In fact, Cousins had already been partnering with Gellerstedt on 905 Juniper, a $29.4 million condominium in Atlanta, before the company acquired Gellerstedt's firm, The Gellerstedt Group, for an undisclosed price last June. Now there are a number of projects in the firm's pipeline, many of which are mixed-use in nature, including Terminus, a $500 million mixed-use project in Buckhead, one of the key financial districts in Atlanta. NREI spoke with Gellerstedt about the direction of Cousins and the state of the mixed-use development industry.
NREI: Buying your company was quite a signal that Cousins was changing course. Why do you think the company, known mainly for its office developments, wanted to make this transition?

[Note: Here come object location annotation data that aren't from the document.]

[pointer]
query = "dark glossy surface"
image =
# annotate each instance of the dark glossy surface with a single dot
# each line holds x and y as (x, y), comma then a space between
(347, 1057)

Gellerstedt: I think that the leadership of Cousins felt that more and more of the opportunities for a development firm that had our skill sets over the upcoming years were going to be of an urban, mixed-use nature. Traditionally, development companies had put retail, office and multifamily projects into silos, and for good reason. The thinking today is that if we can figure out a way to harness the skill sets across different disciplines internally, it will provide us a competitive place in the market.
NREI: Is there a clear definition of mixed-use in terms of components and design?
Gellerstedt: The key component of a well executed mixed-use project is that you don't see any of the aspects of the project compromised by other components of the project. We're still in what I consider the really fun part of the mixed-use phenomenon in that it's still very entrepreneurial. There's not a formula that you can just take project to project.
NREI: What regions nationally hold the most opportunity for mixed-use development?
Gellerstedt: If you look at population growth that's projected nationally and the household growth that's projected for the country, and you look at where that growth is going to take place, I think we're sitting in about as good a spot as you can be sitting. Between 35% and 40% of that growth is going to take place in Texas, Florida, Georgia, North Carolina, and California; and we've been active in all of those markets.
NREI: In terms of selling mixed-use projects, do you see more value to a single buyer of an entire mixed-use project or selling residential and office to different buyers?
Gellerstedt: You have to make sure that when you're designing these projects that you take into account a few important points: Whether it's allocation of the space in the parking deck or whether it's allocation of maintenance charges, you don't do anything to preclude a buyer who wants just want one component of those assets from being able to carve out that component and buy it. Generally, the market is still somewhat traditional in terms of the buyers. You tend to have buyers who like office product, or retail product, or multifamily product. I think that will change over time, but not real fast.